El duque de Edimburgo, consciente del papel que debía desempeñar en la Corte Inglesa, supo desde que se casó y sobre todo cuando su esposa heredó la Corona británica, que debía apoyar en todo momento a Lilibeth, como la reina es llamada en su círculo familiar. Y se ha desvivido por hacerla feliz, con esa cortesía y afabilidad que le ha caracterizado siempre. Riéndose entre ellos en muchos momentos de su vida cotidiana. Especial tacto tuvo el príncipe consorte para que la reina superara aquel annus horribilis como ella definió 1992, cuando Carlos y Andrés, sus hijos, dieron fin a su matrimonio, y Ana se divorció asimismo. Para colmo hubo un incendio en el palacio de Windsor. Siempre han sabido complementarse en sus aficiones, con un respeto mutuo, cuando la reina es feliz paseando por sus jardines, cuidando de las plantas o de sus perros, en tanto su marido es adicto a la lectura, su afición favorita.
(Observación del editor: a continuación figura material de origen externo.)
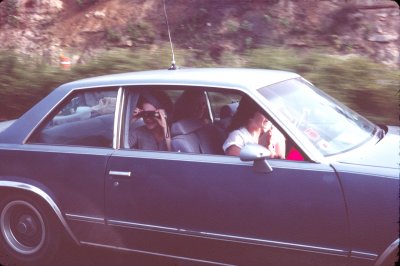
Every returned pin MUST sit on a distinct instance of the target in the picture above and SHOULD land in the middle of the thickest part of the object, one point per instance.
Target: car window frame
(64, 101)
Ha pasado en los últimos años por ciertos trastornos de salud y a sus noventa y seis años (ya dijimos que le lleva cinco de diferencia a la reina), con un corazón que le ha dado más de un susto, aún mantiene un aspecto envidiable. Apareció en público por última vez, con la figura enhiesta, levemente encorvada, durante la visita de Estado que hace pocos meses efectuaron a Inglaterra nuestros reyes. Anunció poco antes que se retiraba ya de cualquier compromiso oficial. Tiene todo el derecho del mundo a su edad de descansar de sus viajes, inauguraciones y eventos después de haber sido un digno esposo consorte. Puede que ese corazón que, decimos, le ha dado algún aviso, tenga que ver con un capítulo menos conocido, al margen de su representación real en la Corte de Windsor. Nos referimos a su pasado galante, pues son muchas las conquistas femeninas que se le atribuyen, a saber: la actriz húngara "devorahombres" Zsa Zsa Gabor; otra actriz, Pat Kirkwood, Susan Barrantes (madre de Sarah Ferguson), lady Penny Brabourne, la duquesa de Abercom… Los lectores de esos tabloides sensacionalistas londinenses probablemente no ignoren que en sus mejores tiempos el duque de Edimburgo frecuentaba algunas casas de lenocinio del Soho, barrio bien conocido por su ambiente cutre, lleno de locales dedicados a la prostitución. Y un día se supo, por la indiscreción suponemos de algún servidor palaciego, que la reina y su marido no dormían en la misma cama, ni siquiera en el mismo dormitorio. Bueno, es algo que sucede en muchos matrimonios longevos. Lo que no quita para que ambos hayan llegado hasta este noviembre de 2017, contentos de haber superado los setenta años desde que se casaron.